23 марта. Спасское у Урусова. Спал прекрасно, встал в 9, поговорил с Урусовым, записал и пойду гулять до обеда. Писать не могу.
Все то же печальное запустение, та же фарисейская внешность, даже не внешность, а описание внешности, не имеющее ничего общего с действительностью, и потому заброшенная совсем действительность. 1-е, приходско-церковная школа. Ребята в деревне, пропасть ребят, все ребята без дела и грамоты. К попу не ходят — заставляет дрова пилить и плохо учит. 2-е. Девки на фабрике. «А замуж?» — «Ну ее — хомут-то натер шею». 3-е. Идут гуськом одиннадцать мужиков. «Куда ходили?» — «Гоняли к старшине об оброке, теперь гонят к становому». 4-е. Трактир великолепный. Подразумевается, что есть школы, народ платит подати. Соблюдаются браки и искореняется пьянство. Урусов губит себя объедением, вином и табаком. Поша уехал. Я спал, готовилась боль.
25 марта. Спасское. 89. Встал в 9, убрал, погулял, нищий собирает на табак и водку. Устал я, и не хочется писать. И не надо.
[…] Ходил в деревню Лычево: семья нераздельная, три брата, старуха вдова, не пьет водки. Поговорили о войне и еще в караулке у церкви. Начал поправлять «Исхитрилась»*. Вечер говорил с Урусовым. Рано — в 11-м часу заснул и спал хорошо.

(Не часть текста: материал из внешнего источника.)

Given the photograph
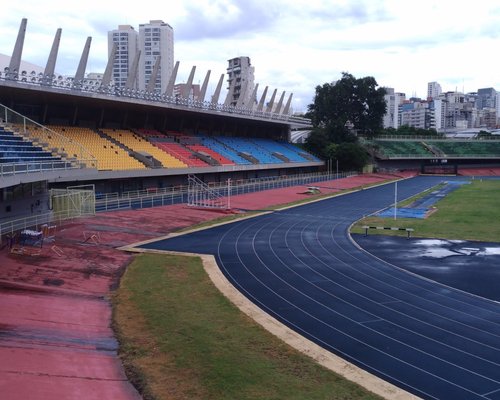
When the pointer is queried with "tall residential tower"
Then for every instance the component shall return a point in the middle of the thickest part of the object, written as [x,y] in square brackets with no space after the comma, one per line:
[125,38]
[156,40]
[240,82]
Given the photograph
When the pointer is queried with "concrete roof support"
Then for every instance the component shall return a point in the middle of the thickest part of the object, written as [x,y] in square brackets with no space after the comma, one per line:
[271,102]
[106,78]
[48,74]
[171,82]
[280,103]
[216,95]
[154,74]
[260,106]
[132,74]
[251,105]
[80,72]
[230,92]
[286,111]
[15,60]
[189,84]
[204,86]
[241,98]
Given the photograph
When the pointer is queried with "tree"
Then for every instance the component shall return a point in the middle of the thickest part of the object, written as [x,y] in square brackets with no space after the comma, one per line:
[350,156]
[340,110]
[347,106]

27 марта. Спасское. 89. Не спал до 5 часов. Бессонница. Спокоен был, молился. Встал в 9. Пошел ходить в Зубцево, оттуда в Лычево и домой. Встретил Степана. Он согласен в Общество трезвости, и еще покупатель сена. Я объяснял Степану о фабрике. Миткаль обходится дешево, потому что не считают людей, сколько портится и до веку не доживают. Если бы на почтовых станциях не считать, сколько лошадей попортится, тоже дешева бы была езда. А положи людей в цену, хоть в лошадиную, и тогда увидишь, во что выйдет аршин миткалю. Дело в том, что люди свою жизнь задешево, не по стоимости продают. Работают пятнадцать часов. И выходит из-за станка — глаза помутивши, как шальной; и это каждый день. […]
28 марта. Спасское. 89. Проснулся в 8. Иду кофе пить. Занимался, писал комедию (плохо!). После обеда пошел в Новенькой завод с 3000 рабочих женщин, за десять верст*. […] Пьяный дикий народ в трактире, 3000 женщин, вставая в 4 и сходя с работы в 8, и развращаясь, и сокращая жизнь, и уродуя свое поколение, бедствуют (среди соблазнов) в этом заводе для того, чтобы никому не нужный миткаль был дешев и Кноп имел бы еще деньги, когда он озабочен тем, что не знает, куда деть те, которые есть. Устраивают управление, улучшают его. Для чего? Для того, чтобы эта гибель людей, и гибель в других видах, могли бы успешно и беспрепятственно продолжаться. Удивительно! […]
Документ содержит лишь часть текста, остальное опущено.